Existe una porción de la juventud -no sabría decir si vasta o simplemente visible- que ha sido denominada, con la frialdad de las siglas “NI-NI”. Ni estudian, ni trabajan. Son, acaso, los hijos involuntarios del hastío y de la desilusión. Pero hay otro grupo, menos señalado por la crítica, aunque no menos digno de consideración.

Me refiero a esos otros jóvenes que sí han recorrido aulas y oficinas, pero que lo han hecho únicamente en busca del reflejo de sí mismos. Son los que han aprendido, quizás demasiado bien, la gramática del ego: yo primero, yo por sobre todos, yo triunfante. No conocen la antigua virtud de la empatía, ni esa suerte de piedad activa que se llama solidaridad.
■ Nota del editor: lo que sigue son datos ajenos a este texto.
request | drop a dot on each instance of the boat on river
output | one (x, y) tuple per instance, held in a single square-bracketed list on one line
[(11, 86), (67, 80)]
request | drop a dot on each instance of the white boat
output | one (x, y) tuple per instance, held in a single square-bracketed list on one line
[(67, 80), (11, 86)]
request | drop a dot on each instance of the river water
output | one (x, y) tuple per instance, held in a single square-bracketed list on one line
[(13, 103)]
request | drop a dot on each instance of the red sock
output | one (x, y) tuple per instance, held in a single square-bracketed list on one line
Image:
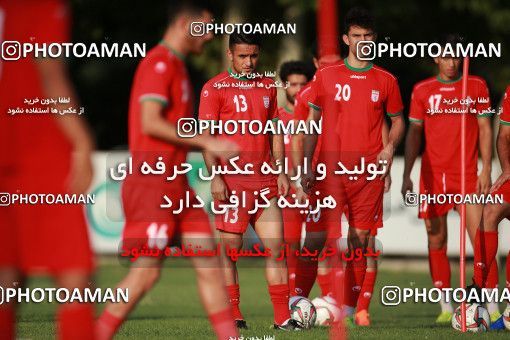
[(234, 296), (486, 246), (508, 270), (492, 276), (280, 299), (439, 268), (306, 272), (223, 324), (366, 290), (76, 321), (324, 281), (107, 325), (7, 320)]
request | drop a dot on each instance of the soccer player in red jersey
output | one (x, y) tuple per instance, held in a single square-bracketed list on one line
[(160, 96), (486, 241), (352, 98), (429, 117), (297, 74), (42, 154), (230, 96)]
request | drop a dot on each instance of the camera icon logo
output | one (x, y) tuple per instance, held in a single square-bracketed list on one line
[(391, 295), (187, 127), (366, 50), (5, 199), (197, 29), (411, 199), (11, 50)]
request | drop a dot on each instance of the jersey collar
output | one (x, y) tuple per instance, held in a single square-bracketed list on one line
[(448, 81), (358, 69), (173, 51)]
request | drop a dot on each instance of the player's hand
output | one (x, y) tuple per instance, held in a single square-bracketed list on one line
[(308, 181), (387, 183), (81, 172), (219, 190), (386, 157), (283, 184), (505, 176), (222, 148), (483, 184), (407, 186)]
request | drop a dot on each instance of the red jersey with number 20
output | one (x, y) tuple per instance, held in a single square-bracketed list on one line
[(228, 97), (353, 103)]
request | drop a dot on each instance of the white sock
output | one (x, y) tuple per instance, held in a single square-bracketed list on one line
[(492, 306), (445, 306), (348, 310)]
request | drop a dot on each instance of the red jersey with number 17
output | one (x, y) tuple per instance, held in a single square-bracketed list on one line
[(162, 77), (353, 103), (436, 103), (230, 97)]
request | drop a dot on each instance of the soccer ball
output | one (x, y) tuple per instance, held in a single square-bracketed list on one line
[(506, 318), (477, 318), (303, 311), (327, 311)]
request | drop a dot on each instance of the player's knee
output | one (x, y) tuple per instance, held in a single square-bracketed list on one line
[(492, 216)]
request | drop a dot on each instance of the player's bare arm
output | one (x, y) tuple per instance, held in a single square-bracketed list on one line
[(412, 149), (56, 83), (483, 183), (503, 147)]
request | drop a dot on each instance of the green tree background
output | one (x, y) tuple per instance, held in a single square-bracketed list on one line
[(104, 84)]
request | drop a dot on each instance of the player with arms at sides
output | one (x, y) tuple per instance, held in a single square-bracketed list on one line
[(486, 240), (43, 153), (431, 101), (161, 94), (246, 100), (297, 74), (352, 98)]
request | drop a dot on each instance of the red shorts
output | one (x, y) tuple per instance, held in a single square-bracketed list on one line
[(49, 238), (364, 201), (292, 222), (236, 220), (326, 219), (149, 225), (436, 183)]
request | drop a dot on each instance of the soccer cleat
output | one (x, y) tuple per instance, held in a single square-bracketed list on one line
[(445, 318), (495, 316), (289, 325), (498, 324), (241, 324), (362, 318)]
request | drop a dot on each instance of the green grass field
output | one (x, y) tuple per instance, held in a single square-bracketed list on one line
[(172, 310)]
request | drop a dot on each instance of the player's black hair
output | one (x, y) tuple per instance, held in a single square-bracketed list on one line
[(358, 16), (190, 7), (242, 38), (295, 67)]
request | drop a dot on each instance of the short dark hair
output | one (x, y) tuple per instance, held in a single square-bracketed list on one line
[(190, 7), (243, 38), (359, 16), (295, 67)]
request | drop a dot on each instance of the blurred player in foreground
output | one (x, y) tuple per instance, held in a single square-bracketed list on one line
[(352, 98), (486, 240), (161, 95), (246, 99), (441, 162), (43, 153), (297, 74)]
Viven no ya en un mundo, sino en una vitrina. Compiten no por la verdad, sino por el símbolo: la casa, el automóvil, los viajes que deben ser fotografiados y compartidos como si fueran victorias en una guerra que nadie libra salvo ellos mismos. Desconocen la liturgia sencilla de tender la mano, de ponerse en los zapatos ajenos. Alegan, para justificar su ceguera, la escasez de tiempo, como si el tiempo no fuera, precisamente, el único bien común entre los hombres.

Estos jóvenes, criados entre vitrales de cristal y slogans publicitarios, ignoran lo que es la humanidad. Y, sin embargo, no son culpables. Acaso son apenas el resultado de un espejo deformante que les fue ofrecido desde la infancia.

Es lícito -y quizás inevitable- preguntarse: ¿Qué será de una sociedad habitada por estos dos extremos? ¿Quién cuidará de los padres que envejecen, o de los abuelos que ya sólo tienen memoria? El egoísmo, como un polvo invisible, se posa en todas las superficies.

Pero aún resta un tercer grupo, tal vez secreto, tal vez silencioso. Son los jóvenes que, sin renunciar al esfuerzo, conservan intacta el alma. Los que agradecen, los que ayudan, los que aman no por mandato sino por educación. En ellos, todavía resuena -como un eco antiguo- aquella enseñanza que alguna vez fue sagrada: “Amarás al prójimo como a ti mismo”.